Anniversaries are funny. On the one hand, they remind us to celebrate or commemorate important events in our lives: birthdays, weddings, deaths. And yet every year, hundreds of personal anniversaries pass by on our calendars for totally unremembered events: the day we started kindergarten, getting our drivers license, our first kiss.

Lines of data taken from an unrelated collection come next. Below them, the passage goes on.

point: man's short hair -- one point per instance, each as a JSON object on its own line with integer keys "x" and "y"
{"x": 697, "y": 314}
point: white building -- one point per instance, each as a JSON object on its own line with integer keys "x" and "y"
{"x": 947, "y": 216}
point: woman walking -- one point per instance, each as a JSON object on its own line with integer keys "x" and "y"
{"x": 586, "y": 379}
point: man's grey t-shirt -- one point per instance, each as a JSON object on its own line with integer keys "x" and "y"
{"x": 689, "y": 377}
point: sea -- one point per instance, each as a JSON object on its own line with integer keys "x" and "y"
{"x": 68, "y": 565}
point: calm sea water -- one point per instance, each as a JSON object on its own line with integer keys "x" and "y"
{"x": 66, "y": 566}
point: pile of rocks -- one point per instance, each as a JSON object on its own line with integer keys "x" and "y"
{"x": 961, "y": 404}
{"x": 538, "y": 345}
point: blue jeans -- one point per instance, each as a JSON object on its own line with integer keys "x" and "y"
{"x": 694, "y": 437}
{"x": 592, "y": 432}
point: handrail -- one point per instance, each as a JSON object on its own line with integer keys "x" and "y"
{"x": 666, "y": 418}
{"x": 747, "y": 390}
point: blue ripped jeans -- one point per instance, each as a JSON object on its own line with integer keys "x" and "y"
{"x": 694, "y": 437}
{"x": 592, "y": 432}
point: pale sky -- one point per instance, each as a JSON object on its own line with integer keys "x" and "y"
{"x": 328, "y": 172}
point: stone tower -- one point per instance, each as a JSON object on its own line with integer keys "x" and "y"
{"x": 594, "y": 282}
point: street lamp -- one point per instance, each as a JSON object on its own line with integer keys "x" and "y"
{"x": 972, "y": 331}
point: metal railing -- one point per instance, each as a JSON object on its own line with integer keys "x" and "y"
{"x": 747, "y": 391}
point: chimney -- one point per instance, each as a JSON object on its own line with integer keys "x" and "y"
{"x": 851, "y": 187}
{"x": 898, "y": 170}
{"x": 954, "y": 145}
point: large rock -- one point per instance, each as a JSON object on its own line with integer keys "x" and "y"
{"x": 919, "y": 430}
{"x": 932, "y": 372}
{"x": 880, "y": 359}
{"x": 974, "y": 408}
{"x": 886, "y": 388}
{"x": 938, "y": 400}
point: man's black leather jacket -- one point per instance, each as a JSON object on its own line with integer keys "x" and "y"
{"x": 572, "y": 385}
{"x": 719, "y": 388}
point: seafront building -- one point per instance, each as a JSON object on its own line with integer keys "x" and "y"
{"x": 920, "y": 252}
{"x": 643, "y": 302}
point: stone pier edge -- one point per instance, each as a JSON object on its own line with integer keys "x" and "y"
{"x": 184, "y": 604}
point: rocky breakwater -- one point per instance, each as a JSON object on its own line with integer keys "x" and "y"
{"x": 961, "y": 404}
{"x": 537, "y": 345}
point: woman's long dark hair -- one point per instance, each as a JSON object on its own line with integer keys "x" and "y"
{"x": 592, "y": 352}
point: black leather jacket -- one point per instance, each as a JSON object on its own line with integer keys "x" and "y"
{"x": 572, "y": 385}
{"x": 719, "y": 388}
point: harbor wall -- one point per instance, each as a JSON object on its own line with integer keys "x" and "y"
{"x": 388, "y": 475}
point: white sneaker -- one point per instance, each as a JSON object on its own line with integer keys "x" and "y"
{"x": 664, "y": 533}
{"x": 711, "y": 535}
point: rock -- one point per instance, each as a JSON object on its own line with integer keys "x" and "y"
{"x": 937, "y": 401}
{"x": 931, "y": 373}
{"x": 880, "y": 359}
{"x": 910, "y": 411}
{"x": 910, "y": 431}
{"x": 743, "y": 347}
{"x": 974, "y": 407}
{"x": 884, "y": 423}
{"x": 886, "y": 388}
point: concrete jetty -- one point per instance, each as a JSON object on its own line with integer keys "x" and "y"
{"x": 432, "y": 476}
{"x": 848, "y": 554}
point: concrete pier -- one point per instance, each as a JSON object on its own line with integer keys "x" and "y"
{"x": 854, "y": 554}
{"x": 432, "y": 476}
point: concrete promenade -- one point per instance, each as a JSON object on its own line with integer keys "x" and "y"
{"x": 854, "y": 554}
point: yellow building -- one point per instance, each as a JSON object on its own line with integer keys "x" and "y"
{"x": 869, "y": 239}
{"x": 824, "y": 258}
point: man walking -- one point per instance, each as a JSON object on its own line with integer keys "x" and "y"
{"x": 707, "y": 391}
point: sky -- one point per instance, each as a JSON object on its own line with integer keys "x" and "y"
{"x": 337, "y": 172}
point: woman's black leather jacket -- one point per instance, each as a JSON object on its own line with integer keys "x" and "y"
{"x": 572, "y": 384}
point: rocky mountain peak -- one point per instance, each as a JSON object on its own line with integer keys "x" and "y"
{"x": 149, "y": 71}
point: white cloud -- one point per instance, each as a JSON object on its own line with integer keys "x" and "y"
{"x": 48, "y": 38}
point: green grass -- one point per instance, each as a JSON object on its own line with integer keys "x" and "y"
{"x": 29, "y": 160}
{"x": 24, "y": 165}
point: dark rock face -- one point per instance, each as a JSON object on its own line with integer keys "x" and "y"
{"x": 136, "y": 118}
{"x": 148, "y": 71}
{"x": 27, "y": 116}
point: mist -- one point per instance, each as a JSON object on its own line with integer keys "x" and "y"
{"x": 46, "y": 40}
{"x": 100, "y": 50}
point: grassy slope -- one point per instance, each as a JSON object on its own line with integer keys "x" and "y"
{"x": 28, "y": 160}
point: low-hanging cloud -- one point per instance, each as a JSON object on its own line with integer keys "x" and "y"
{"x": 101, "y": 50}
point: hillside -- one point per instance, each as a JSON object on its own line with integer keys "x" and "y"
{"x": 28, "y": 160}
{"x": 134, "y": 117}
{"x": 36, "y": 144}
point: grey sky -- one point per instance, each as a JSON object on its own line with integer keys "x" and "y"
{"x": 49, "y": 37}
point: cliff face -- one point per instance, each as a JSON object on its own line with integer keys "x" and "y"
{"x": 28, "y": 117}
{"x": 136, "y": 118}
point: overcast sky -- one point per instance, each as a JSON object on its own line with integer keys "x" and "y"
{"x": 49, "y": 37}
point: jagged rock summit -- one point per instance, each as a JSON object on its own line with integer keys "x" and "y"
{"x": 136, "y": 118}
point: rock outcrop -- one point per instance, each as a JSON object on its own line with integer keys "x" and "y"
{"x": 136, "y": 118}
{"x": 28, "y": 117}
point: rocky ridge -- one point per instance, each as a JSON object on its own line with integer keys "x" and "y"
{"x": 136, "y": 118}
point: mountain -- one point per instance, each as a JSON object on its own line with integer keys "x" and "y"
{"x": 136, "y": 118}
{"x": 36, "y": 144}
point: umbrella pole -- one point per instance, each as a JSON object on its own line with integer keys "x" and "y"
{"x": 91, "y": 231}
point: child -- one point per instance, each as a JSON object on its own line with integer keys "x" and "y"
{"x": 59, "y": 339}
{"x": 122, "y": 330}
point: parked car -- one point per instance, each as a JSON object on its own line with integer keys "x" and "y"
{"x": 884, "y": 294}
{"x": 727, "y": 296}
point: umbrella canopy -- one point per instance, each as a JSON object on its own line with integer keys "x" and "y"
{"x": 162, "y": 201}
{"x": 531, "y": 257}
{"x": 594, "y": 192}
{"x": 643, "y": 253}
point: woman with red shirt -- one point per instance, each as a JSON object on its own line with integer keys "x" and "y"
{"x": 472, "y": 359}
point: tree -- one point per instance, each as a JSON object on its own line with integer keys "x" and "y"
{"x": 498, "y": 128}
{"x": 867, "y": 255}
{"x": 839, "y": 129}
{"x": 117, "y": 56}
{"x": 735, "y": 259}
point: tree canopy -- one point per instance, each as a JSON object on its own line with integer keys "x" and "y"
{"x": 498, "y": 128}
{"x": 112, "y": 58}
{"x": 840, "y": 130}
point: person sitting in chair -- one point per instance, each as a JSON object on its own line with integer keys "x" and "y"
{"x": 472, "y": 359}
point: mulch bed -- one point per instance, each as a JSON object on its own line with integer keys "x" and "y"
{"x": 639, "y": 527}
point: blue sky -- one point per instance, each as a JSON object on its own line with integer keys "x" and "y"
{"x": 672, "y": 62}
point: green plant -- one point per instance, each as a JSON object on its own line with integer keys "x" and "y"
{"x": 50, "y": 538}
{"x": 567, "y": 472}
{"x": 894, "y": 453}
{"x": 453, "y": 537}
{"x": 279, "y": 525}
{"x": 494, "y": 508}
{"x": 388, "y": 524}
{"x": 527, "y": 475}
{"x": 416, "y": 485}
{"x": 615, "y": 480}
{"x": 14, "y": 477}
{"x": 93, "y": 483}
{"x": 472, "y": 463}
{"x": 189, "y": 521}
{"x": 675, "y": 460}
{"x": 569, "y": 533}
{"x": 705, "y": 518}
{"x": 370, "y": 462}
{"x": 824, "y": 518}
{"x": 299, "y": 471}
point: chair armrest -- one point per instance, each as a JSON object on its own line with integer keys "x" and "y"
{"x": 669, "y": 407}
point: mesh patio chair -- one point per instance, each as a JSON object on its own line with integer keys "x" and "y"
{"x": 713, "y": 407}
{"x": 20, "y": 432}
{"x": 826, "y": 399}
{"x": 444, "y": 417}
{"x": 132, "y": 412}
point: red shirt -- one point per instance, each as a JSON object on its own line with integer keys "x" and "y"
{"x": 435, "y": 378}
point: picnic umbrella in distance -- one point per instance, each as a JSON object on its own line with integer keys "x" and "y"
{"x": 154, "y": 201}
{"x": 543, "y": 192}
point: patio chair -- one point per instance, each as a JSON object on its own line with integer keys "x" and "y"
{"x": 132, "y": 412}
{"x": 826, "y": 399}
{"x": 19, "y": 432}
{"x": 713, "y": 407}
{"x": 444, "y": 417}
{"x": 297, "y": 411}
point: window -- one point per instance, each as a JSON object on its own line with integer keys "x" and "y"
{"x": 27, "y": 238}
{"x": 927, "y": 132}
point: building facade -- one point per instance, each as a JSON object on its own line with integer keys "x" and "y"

Here’s one of my own incredibly insignificant anniversaries that I should not remember but do: today, March 28, 2022, is the 67th anniversary of the day I had my tonsils removed in 1955, age 6.
Why do I always remember it? I’m guessing it’s because it was the first time I remember thinking of myself as a Really Big Deal. I was going to have AN OPERATION! I knew what that meant because my oldest cousin, Herbie, had returned from the Korean War and told us thrilling stories of being in a NAVAL OPERATION, so I fully expected him to meet me at the hospital in a big blue boat.
When I was gently made aware by my parents that mine was not even remotely like a boating operation, my little mental sky clouded over quickly. Now more details were given to me about how the operation was all about my “mean old tonsils,” that a doctor needed to take out while I was asleep. What? Before my mental sky experienced a full-fledged thunderstorm, my parents assured me with what must have been promised ever since the first cave-parents consoled the first sick cave-kid upon learning that Dr.Hardrock would remove that first prehistoric tonsil: “Afterwards you get ICE CREAM!”
Oh, how we wee ones can be bribed so cheaply! I still remember how when the orderly came to take me away on the gurney to the operating room, my mom was cooing over how I’d awaken to Borden’s Double Dutch Chocolate—two scoops! That’s what I was thinking about when they put that old-fashioned strainer gizmo over my nose and applied the equally old-fashioned ether cloth. You know you ain’t young anymore when you see such items today in one of those Old-Timey Medicine Museums.
Of course, what I actually awoke to after my operation was a very sore throat accompanied by bouts of vomiting into a thoughtfully-positioned porcelain emesis basin aka The Barf Bucket. Though I don’t specifically remember it, I’m told that after my last heave, I lay my little head back on my hospital pillow and through closed eyes and with my scratchy voice whispered: “I’ll need lots of fudge sauce on top.”
My sister Gloria, who is three-an- a-half years older than I am, would probably want me to mention that the operation was not just a tonsillectomy. As with so many such procedures back in the 1950’s, doctors also removed my adenoids—that enlarged lymphatic tissue that could hinder a child’s breathing. My family lore has it that when my charming ten-year-old sister heard that her kid brother was having them removed, she announced that as far as she was concerned, my only purpose in life so far had been to “Add-Noise” to what had once had been her nice quiet family of three.
Of course I shared not one taste of the Double Dutch chocolate with Gloria, but in my mind I was already wrapping with pretty paper and a big bow, for her eleventh birthday, my used emesis basin.